Amid talk that the Obama administration plans to use money from the Troubled Asset Relief Program (TARP) to fund a new stimulus package, it is important to understand what TARP actually accomplished, who benefited, and who paid the price. A major component of the administration’s new stimulus plan would eliminate fees and increase guarantees on loans offered through the Small Business Administration (SBA). Small businesses are the source of most job creation in the U.S., but they are having a hard time finding financing in the current environment. Obama’s speech at Brookings Tuesday stressed the need for government action to get credit flowing again to this sector, but it did not attempt to explain why such credit is currently hard to come by. That might be because any honest attempt to do so would lead back to the government’s flawed strategy for saving the banks. 
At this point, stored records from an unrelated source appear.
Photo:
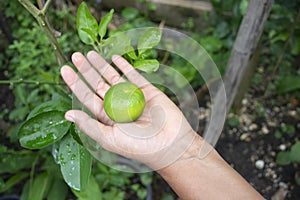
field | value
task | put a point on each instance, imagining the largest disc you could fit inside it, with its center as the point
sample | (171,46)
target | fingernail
(76,57)
(115,79)
(67,74)
(114,57)
(69,117)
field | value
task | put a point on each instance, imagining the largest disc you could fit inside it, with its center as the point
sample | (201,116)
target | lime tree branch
(40,16)
(22,81)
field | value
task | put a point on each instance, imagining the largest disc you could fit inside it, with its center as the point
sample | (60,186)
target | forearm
(208,178)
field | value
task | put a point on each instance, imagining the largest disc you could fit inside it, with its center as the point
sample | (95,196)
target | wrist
(196,150)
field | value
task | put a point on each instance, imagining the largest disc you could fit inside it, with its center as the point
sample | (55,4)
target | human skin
(161,138)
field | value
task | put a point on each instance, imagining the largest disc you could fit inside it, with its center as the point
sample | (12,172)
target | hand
(159,137)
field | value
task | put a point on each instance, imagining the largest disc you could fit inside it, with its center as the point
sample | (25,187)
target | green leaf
(131,52)
(147,66)
(58,190)
(43,129)
(116,44)
(90,33)
(288,84)
(92,191)
(25,190)
(295,152)
(283,158)
(75,163)
(149,39)
(104,23)
(13,181)
(75,134)
(21,94)
(86,21)
(129,13)
(19,113)
(39,187)
(243,6)
(52,105)
(146,178)
(14,162)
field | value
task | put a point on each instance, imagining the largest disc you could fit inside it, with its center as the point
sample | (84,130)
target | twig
(46,6)
(40,16)
(280,58)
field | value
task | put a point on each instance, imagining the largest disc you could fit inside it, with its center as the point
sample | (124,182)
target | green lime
(124,102)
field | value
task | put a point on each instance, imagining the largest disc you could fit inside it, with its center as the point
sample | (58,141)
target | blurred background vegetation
(29,76)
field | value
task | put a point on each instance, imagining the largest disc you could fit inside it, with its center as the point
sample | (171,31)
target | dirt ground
(251,147)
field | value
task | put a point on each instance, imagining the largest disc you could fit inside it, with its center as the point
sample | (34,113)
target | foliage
(57,161)
(118,43)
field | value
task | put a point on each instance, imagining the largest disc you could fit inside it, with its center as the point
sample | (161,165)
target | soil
(251,147)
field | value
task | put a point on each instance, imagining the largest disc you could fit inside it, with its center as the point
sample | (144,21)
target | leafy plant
(92,33)
(54,142)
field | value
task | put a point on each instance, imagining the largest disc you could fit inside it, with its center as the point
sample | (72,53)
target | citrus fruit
(124,102)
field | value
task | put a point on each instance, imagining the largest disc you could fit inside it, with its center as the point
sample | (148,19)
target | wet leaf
(75,163)
(104,23)
(92,191)
(43,129)
(149,39)
(86,21)
(117,44)
(40,187)
(147,66)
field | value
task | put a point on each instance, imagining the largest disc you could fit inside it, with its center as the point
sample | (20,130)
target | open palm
(158,137)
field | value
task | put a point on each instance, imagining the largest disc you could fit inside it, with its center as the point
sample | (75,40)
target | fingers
(91,75)
(129,71)
(94,129)
(105,69)
(89,99)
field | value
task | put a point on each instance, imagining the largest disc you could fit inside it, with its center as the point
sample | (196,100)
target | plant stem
(46,6)
(40,16)
(22,81)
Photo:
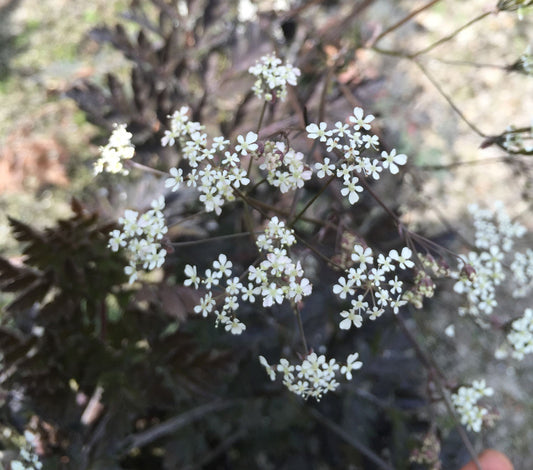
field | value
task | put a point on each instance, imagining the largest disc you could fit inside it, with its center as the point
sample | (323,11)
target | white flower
(175,180)
(343,288)
(192,276)
(235,326)
(362,255)
(391,160)
(118,149)
(246,144)
(351,189)
(206,305)
(318,132)
(270,370)
(223,265)
(351,364)
(324,169)
(359,121)
(350,317)
(402,259)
Many banks binged on asset-backed securities and related derivatives as the real-estate bubble expanded. These assets soured as home prices fell and home loans started to fall into default, leading to the bailout of Bear Stearns, the collapse of Lehman Brothers, the rescue of AIG, and the passage of the Emergency Economic Stabilization Act, which created TARP. The Treasury Department under George W. Bush initially planned to use the $700 billion TARP fund to buy troubled assets from banks and other financial companies, thus repairing their balance sheets, saving them from insolvency, and enabling them to lend again.